Biden’s judicial picks reflect nation’s diversity

Asignificant development flew mostly under the radar last year: The Biden-Harris administration nominated 73 federal judges in 2021, and the Senate confirmed 42 of them. It was a resoundingly successful year for filling federal court vacancies — and an even greater success in terms of the diversity of the candidates.

Federal court judges with life tenure have enormous potential to shape the laws and legal systems that impact our lives on a daily basis. They issue decisions related to nearly every public policy subject matter, from health care to voting rights to environmental justice.


Filling vacancies on federal courts is one of a president’s most important duties, with an impact that endures for decades. Similarly, even when the legislative process is at a near standstill, the Senate can have a profound impact on our laws and legal systems by prioritizing the confirmation of judicial nominees.

The Biden-Harris administration has shown a commitment not just to filling judicial vacancies, but to doing so with diverse candidates. Their goal is to achieve a federal judiciary that actually reflects the diversity of the public.

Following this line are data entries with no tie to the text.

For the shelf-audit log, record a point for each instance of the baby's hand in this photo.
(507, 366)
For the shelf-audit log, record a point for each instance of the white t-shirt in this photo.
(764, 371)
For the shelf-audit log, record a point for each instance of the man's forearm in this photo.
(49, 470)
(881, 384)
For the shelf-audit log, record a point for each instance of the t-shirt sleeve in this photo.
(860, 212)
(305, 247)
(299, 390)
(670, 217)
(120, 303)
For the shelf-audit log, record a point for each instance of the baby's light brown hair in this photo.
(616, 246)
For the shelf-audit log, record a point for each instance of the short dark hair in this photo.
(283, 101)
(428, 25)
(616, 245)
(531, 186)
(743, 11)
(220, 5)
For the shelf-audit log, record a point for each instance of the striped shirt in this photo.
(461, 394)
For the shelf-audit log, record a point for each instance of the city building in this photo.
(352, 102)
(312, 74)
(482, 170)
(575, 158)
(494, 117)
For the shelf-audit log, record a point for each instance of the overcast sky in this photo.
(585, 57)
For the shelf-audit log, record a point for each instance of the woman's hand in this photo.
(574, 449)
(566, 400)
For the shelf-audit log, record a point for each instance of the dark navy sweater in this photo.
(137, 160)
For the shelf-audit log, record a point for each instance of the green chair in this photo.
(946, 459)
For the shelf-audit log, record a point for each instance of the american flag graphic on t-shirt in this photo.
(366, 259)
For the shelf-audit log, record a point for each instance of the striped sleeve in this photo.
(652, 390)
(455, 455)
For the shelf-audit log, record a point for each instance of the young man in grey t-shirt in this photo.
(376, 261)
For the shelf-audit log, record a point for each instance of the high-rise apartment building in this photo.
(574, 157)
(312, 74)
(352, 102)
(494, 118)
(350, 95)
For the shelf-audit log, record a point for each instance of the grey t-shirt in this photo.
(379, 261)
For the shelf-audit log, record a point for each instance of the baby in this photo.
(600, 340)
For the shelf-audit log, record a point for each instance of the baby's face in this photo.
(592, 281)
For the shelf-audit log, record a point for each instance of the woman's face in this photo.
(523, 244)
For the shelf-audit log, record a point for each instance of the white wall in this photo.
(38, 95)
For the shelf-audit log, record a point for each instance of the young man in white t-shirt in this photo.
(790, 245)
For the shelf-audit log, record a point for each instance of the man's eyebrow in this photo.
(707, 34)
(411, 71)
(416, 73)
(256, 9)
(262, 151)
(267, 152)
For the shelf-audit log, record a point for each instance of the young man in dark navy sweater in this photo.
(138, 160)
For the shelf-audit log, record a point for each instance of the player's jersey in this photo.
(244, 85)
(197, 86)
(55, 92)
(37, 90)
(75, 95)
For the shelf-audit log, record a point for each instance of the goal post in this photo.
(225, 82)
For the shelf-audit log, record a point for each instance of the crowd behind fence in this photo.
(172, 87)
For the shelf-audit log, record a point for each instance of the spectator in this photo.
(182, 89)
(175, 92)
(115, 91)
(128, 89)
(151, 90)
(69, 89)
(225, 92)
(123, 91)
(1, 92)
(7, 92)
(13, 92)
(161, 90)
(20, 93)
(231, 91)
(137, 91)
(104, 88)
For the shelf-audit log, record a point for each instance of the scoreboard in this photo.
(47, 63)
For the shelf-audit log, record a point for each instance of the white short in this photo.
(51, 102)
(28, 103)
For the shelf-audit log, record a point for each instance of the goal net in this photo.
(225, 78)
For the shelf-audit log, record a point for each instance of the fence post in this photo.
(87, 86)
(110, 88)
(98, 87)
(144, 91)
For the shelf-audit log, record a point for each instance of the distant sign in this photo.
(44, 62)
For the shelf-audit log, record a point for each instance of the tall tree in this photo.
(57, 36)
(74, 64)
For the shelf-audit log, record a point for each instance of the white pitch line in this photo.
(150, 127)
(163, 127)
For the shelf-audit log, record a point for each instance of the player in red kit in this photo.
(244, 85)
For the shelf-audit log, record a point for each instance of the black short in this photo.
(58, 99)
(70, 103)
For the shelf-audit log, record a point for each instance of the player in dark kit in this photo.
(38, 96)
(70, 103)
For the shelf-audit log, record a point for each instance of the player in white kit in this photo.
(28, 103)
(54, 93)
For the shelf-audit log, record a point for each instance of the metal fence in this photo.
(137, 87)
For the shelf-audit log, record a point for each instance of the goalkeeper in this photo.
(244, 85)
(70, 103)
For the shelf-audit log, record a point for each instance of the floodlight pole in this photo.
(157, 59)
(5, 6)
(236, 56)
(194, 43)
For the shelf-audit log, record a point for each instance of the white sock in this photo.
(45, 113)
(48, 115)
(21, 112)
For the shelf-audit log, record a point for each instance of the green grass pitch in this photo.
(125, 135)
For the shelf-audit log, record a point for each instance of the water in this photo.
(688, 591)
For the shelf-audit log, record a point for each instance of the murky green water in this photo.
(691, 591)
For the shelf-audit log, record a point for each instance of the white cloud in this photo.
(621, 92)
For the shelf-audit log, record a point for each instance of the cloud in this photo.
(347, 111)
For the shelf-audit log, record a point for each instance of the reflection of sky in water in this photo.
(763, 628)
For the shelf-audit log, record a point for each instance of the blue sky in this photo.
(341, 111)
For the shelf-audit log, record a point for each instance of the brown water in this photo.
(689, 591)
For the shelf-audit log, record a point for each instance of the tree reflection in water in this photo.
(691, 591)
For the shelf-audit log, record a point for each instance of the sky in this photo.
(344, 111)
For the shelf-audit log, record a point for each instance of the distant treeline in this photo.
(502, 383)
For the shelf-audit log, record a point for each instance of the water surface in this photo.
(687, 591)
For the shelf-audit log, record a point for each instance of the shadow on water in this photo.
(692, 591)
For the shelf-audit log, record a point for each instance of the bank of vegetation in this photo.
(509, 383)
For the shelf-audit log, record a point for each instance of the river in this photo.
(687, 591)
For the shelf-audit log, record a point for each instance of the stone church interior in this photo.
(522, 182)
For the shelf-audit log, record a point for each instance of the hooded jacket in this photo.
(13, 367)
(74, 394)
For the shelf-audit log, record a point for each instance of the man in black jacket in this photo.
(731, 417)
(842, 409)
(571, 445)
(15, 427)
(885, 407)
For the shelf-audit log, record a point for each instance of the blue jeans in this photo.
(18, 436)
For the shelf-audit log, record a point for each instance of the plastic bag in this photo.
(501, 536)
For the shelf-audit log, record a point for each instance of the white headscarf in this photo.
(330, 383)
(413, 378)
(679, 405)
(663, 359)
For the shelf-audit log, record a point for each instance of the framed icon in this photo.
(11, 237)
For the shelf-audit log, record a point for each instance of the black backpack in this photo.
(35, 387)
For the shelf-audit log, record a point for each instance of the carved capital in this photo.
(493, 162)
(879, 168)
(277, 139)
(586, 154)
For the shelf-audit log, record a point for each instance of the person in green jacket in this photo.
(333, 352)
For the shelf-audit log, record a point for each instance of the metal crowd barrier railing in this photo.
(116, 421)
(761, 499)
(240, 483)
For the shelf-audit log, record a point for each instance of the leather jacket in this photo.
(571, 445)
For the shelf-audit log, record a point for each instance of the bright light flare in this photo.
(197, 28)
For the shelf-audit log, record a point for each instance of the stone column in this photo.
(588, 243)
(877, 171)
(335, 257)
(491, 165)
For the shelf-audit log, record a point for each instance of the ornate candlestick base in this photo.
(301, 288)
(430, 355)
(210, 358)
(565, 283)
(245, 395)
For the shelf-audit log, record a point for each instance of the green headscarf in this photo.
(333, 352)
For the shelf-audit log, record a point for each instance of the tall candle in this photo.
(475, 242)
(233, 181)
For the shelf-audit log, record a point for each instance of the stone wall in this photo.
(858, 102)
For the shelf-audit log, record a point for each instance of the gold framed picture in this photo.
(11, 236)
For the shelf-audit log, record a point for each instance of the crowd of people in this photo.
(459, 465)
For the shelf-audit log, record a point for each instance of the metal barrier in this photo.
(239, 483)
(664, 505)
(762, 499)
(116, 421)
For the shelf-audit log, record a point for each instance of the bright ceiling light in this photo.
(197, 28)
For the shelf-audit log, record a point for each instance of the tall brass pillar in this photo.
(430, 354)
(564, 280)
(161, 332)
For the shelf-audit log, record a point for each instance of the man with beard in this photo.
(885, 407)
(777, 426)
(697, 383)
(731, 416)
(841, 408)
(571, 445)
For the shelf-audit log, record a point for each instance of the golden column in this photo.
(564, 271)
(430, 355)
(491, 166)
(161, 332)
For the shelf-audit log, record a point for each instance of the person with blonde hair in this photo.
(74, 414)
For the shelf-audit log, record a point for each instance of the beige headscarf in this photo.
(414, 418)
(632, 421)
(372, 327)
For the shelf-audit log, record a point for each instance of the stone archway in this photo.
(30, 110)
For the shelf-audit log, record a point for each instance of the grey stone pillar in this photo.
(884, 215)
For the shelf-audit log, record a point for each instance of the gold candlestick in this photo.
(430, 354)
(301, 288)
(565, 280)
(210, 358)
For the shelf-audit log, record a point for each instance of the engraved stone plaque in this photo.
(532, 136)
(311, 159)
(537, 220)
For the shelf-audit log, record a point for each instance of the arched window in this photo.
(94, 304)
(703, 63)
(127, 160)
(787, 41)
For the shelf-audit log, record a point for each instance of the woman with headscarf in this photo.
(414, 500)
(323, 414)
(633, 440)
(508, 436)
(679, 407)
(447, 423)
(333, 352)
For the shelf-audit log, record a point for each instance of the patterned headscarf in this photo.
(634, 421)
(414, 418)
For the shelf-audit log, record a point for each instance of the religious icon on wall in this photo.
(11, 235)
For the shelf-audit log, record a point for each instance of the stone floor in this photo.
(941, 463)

Under the previous administration, judicial vacancies were also filled at a rapid pace, but with conservative judges who were largely young, white men, compounding the judiciary’s lack of diversity. After the Trump administration’s appointments, according to a database run by the Federal Judicial Center, nearly 74% of the nation’s federal court judges were white, and 67% were men. This is wildly out of step with representing the current U.S. population.

In contrast, a substantial majority of Biden’s already confirmed judges have been women, and a majority have been people of color. This is historic. Even the 334 judges appointed during the Obama administration were majority white and majority male.

As a result of Biden’s confirmed judges, the federal judiciary is now approximately 71% white and 65% male. Still problematic, but the numbers are moving in the right direction, with much work left to be done.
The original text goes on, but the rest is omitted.